Bien que le barrage de questions se soit concentré sur ses éventuels préjugés politiques et le retour du moteur de recherche en Chine, une des questions les plus curieuses auxquelles il a dû répondre était : “Si vous Google le mot idiot en images apparaît la photographie de Donald Trump.

Pourquoi est-ce que ça arrive pour Donald Trump?

Lors de sa comparution devant la Commission judiciaire de la Chambre des représentants des États-Unis, M. Pichai a nié que le géant technologique était favorable aux courants politiques les plus progressistes, comme certains législateurs et médias l’ont affirmé récemment. Trump, en fait, cette année, a accusé Google de manipuler les résultats de recherche pour supprimer les vues conservatrices et mettre en évidence la couverture médiatique qui, selon lui, distribue de fausses nouvelles.

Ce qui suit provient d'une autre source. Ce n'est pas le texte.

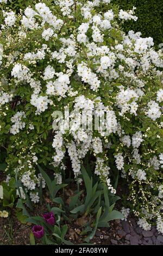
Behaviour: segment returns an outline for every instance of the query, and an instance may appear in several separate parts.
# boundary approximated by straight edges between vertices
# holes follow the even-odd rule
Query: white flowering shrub
[[[68,154],[80,182],[91,152],[96,175],[115,194],[113,163],[140,227],[155,219],[162,233],[162,52],[152,38],[123,32],[121,22],[137,19],[134,8],[118,10],[110,0],[37,1],[18,14],[4,7],[0,141],[6,171],[18,172],[34,203],[44,183],[37,163],[52,164],[61,183]]]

La question a été posée par la députée démocrate Zoe Lofgren, qui essayait de réfuter l’idée que Google manipule politiquement les résultats de recherche. Cela peut paraître plausible, mais la réponse a donné beaucoup d’elle-même au cours des dernières heures comme un cas de parti pris politique délibéré. Pichai a résolu une explication extensive et quelque peu technique, dans laquelle il s’est limité à expliquer largement comment les algorithmes du moteur de recherche Google fonctionnent, le plus utilisé dans le monde et, pour beaucoup, même synonyme d’Internet.

La raison

La raison, en partie, réside dans les mécanismes et techniques du positionnement web (SEO) dont l’optimisation se trouve dans un grand nombre de résultats similaires. Chaque fois qu’un utilisateur tape un mot-clé, nous, chez Google, sortons, parcourons et stockons des copies de milliards de pages Web dans notre index. Nous prenons ce terme clé et le comparons à vos pages et les classons en fonction de plus de 200 signaux et paramètres tels que la pertinence, la fraîcheur, la popularité ou la façon dont les autres l’utilisent. Sur cette base, et à un moment donné, nous avons essayé de classer et de trouver les meilleurs résultats de recherche pour cette requête “, a-t-il reconnu.

La réponse a laissé la congressiste quelque peu insatisfaite, qui, sarcastique, a répondu : ” Ce n’est donc pas un petit homme assis derrière les rideaux qui découvre ce que nous allons montrer aux utilisateurs mais c’est une compilation et une tentative pour obtenir les informations que ceux-ci produisent ” ? Entre les lignes, ce que le gestionnaire de Google voulait qualifier, c’est que ce résultat est produit parce que beaucoup de gens ont partagé des images de Trump l’associant au terme “idiot”, bien que cela puisse aussi être dû à d’autres techniques de “bombardement” par des groupes opposés au président actuel des États-Unis. Cependant, Trump n’est pas le premier président à souffrir de telles tactiques. En 2000, le mot-clé dans les recherches “misérables” a été lié dans les recherches de George W. Bush.